= Agnes Meyer-Brandis =

German installation artist

Agnes Meyer-Brandis in 2026

Agnes Meyer-Brandis (born 1973) is a German installation artist, known for her Moon Goose Colony, an internationally exhibited artwork and film in which (inspired by a story by Francis Godwin) she raises a flock of geese and teaches them to become astronauts.

After briefly studying mineralogy at the RWTH Aachen University, Meyer-Brandis studied sculpture at the Maastricht Academy of Fine Arts in the Netherlands, studied with Czech photographer and conceptual artist Magdalena Jetelová at the Kunstakademie Düsseldorf in Düsseldorf, Germany, and then earned a master's degree in audio visual media from the Academy of Media Arts Cologne in Cologne, Germany.

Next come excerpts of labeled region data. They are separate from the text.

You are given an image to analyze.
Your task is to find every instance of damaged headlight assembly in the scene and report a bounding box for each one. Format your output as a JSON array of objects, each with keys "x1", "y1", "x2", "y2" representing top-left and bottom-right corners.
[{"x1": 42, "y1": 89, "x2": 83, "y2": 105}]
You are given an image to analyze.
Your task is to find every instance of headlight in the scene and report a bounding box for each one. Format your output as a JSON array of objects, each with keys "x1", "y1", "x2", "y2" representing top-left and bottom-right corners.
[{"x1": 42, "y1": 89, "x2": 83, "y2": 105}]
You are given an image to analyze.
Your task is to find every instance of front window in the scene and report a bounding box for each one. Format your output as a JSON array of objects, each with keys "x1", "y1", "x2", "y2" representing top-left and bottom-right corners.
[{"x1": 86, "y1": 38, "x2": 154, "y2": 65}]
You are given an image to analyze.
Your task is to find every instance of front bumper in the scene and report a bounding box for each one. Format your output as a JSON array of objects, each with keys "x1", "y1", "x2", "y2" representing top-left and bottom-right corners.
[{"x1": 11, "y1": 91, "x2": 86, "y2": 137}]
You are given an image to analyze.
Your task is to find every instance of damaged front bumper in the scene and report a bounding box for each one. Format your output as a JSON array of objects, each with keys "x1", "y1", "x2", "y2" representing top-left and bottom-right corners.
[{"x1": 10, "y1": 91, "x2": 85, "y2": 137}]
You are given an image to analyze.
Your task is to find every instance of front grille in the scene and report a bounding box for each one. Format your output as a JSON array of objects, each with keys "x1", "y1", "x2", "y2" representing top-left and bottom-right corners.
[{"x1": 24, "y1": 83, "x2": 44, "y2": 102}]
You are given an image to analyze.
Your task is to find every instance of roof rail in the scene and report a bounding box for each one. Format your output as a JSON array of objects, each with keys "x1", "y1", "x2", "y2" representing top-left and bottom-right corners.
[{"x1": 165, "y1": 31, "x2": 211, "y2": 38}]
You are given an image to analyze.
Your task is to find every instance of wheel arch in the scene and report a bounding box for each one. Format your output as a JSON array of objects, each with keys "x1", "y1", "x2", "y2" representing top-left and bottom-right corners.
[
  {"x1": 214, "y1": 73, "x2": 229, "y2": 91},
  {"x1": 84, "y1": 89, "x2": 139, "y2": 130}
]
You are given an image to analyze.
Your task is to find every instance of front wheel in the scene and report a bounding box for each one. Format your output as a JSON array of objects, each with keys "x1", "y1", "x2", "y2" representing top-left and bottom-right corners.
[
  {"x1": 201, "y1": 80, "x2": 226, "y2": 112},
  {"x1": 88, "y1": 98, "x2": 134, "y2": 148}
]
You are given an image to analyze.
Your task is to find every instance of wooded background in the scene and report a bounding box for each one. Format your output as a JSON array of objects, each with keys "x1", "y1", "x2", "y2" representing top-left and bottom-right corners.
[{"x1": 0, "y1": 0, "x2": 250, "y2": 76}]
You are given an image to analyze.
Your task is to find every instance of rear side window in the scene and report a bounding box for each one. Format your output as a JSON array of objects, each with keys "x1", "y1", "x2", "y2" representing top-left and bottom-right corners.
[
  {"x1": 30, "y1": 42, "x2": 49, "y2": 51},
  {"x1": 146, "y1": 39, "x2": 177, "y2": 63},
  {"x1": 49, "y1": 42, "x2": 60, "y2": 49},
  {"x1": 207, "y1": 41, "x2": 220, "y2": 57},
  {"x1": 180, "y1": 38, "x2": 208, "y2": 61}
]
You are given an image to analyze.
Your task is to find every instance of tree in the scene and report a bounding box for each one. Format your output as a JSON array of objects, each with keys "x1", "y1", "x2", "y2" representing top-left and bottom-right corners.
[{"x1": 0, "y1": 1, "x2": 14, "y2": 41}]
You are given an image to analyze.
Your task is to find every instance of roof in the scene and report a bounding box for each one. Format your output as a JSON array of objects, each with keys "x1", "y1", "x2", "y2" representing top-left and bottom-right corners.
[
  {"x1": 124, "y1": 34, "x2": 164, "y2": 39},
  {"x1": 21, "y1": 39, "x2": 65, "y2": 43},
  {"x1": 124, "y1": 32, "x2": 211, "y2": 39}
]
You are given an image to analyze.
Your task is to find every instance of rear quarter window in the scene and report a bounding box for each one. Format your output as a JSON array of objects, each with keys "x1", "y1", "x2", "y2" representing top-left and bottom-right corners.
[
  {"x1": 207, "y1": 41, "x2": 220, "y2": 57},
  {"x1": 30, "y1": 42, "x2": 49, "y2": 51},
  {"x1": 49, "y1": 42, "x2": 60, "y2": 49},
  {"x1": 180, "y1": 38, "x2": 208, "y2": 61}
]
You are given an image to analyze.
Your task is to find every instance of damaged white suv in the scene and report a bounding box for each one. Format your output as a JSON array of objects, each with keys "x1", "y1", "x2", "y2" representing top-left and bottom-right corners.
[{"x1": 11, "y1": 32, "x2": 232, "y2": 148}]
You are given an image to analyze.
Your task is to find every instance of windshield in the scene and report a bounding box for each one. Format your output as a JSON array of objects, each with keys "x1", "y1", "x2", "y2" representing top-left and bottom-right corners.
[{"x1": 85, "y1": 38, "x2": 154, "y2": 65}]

Meyer-Brandis' other artworks include her Iceberg Probe, which won first prize at transmediale 2006, a 2008 installation investigating from an artistic point of view the effects of a total solar eclipse on a zoo in Novosibirsk, and a project in association with the city of Yekaterinburg at the third Moscow Biennale in 2009. In 2014 Meyer-Brandis takes part at exhibition 'The Invisible Force Behind.' at Imai – inter media art institute within Quadriennale Düsseldorf.